Q49. What is the place of evil, according to Sikhism?
Everything is created by God, even evil. But what we regard as evil has a special purpose to serve. Evil is neither Satan nor any demon. This Dark Age, Kalyuga, (the age of sin) is the period when evil is likely to thrive.
The purpose of evil is to test the character of man. According to Guru Nanak: “Suffering is the remedy and comfort the disease.” Man is inherently liable to succumb to temptation. The greater his faith, the greater the evil that challenges it. Great men have faced evil and tyranny- whether in the form of a persecutor, a traitor or one’s own kith and kin- in order to prove the triumph of the spirit over matter.
The company of the evil-minded is to be shunned at all costs. It is the gateway only to the continuing cycle of birth and death. It is compared to an evil which defiles whoever comes in contact with it. Guru Arjan in the Sukhmani warns us against associating with Godless people.
The mind of man is more prone to evil than to good. Man is slow to take to virtue but swift to succumb to vice. Nonetheless, it is necessary to purge the mind of evil thoughts by constant effort, before good can enter it.

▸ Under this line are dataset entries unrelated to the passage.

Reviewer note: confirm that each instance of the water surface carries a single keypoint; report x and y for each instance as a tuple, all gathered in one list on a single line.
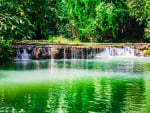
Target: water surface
[(103, 85)]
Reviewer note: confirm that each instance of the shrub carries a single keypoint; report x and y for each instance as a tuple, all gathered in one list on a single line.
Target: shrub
[(6, 51)]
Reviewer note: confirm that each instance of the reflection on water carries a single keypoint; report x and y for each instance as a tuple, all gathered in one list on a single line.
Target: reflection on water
[(76, 86)]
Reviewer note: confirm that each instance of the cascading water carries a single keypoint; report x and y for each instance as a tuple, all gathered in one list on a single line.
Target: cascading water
[(75, 52), (22, 54), (52, 54), (113, 51)]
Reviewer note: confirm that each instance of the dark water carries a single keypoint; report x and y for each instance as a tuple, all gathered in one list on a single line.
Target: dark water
[(104, 85)]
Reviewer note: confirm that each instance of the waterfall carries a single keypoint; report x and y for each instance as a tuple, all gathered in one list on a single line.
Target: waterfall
[(52, 53), (74, 52), (114, 51), (65, 53), (22, 54)]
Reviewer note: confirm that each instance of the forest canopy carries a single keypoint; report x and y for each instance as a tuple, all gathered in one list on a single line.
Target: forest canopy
[(87, 20)]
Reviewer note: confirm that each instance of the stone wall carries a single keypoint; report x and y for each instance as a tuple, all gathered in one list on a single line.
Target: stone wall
[(43, 51)]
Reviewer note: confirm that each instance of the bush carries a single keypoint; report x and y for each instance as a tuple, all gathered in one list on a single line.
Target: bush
[(6, 51)]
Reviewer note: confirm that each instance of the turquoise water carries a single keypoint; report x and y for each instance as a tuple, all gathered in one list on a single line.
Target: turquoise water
[(104, 85)]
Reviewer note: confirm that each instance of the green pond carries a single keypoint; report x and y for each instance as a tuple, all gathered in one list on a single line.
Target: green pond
[(103, 85)]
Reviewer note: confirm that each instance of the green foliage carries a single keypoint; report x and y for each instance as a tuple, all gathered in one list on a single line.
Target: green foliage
[(140, 9), (13, 21), (6, 51), (107, 18), (86, 20)]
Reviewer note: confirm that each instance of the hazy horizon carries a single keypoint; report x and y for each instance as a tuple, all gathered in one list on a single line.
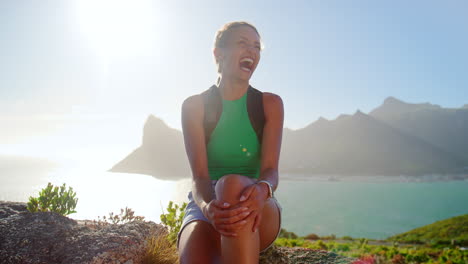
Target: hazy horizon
[(79, 78)]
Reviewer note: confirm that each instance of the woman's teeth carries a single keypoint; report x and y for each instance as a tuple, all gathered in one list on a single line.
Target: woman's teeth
[(245, 64)]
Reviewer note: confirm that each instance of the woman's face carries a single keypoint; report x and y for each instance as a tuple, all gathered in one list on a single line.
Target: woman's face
[(240, 56)]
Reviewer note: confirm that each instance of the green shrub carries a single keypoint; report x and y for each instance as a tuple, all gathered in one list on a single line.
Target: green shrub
[(286, 234), (312, 237), (54, 199), (126, 215), (173, 219)]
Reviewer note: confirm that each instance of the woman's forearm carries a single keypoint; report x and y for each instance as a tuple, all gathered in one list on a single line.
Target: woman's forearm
[(202, 191), (270, 175)]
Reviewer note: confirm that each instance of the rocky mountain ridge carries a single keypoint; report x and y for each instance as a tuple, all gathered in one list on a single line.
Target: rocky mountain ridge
[(396, 138)]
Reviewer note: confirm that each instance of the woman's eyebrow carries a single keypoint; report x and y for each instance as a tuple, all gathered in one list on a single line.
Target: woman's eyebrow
[(244, 38)]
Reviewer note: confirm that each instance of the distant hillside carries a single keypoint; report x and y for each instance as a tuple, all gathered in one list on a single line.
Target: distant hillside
[(161, 154), (443, 127), (397, 138), (361, 145), (455, 228)]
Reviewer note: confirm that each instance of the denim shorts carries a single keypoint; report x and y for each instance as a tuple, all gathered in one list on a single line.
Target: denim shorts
[(194, 213)]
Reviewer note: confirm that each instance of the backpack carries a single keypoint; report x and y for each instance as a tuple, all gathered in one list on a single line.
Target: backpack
[(214, 107)]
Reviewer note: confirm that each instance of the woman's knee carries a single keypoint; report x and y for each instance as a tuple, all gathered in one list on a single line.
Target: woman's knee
[(230, 186), (199, 243)]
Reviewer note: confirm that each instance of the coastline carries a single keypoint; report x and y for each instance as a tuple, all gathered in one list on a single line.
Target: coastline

Evil actions arive from evil thinking, motivated by lust, anger, greed, attachment, or pride. Other evil actions take the form of lying, drinking, gambling, begging and backbiting. Sikhism does not believe in the concept of original sin, that a man has to suffer for the sins of his forfathers.
Perhaps the strongest shield against evil is to join the society of the good and pious people. The company of holy men has a positive role to play in spiritual attainment. In their company, one is influenced by their words and deeds and therefore becomes ennobled and pious. Guru Nanak suggests a remedy against evil: “Make Truth the knife. Let it be sharpened on the whetstone of ‘The Name’. Keep it protected in a sheath of virtue.”
Egoism is the greatest evil, because it creates a wall between man and the Creator. This wall can be only removed by submission to His will and the seeking of Divine aid. In his daily prayer, the Sikh invokes God’s grace to keep him away from evil thoughts, words and deeds.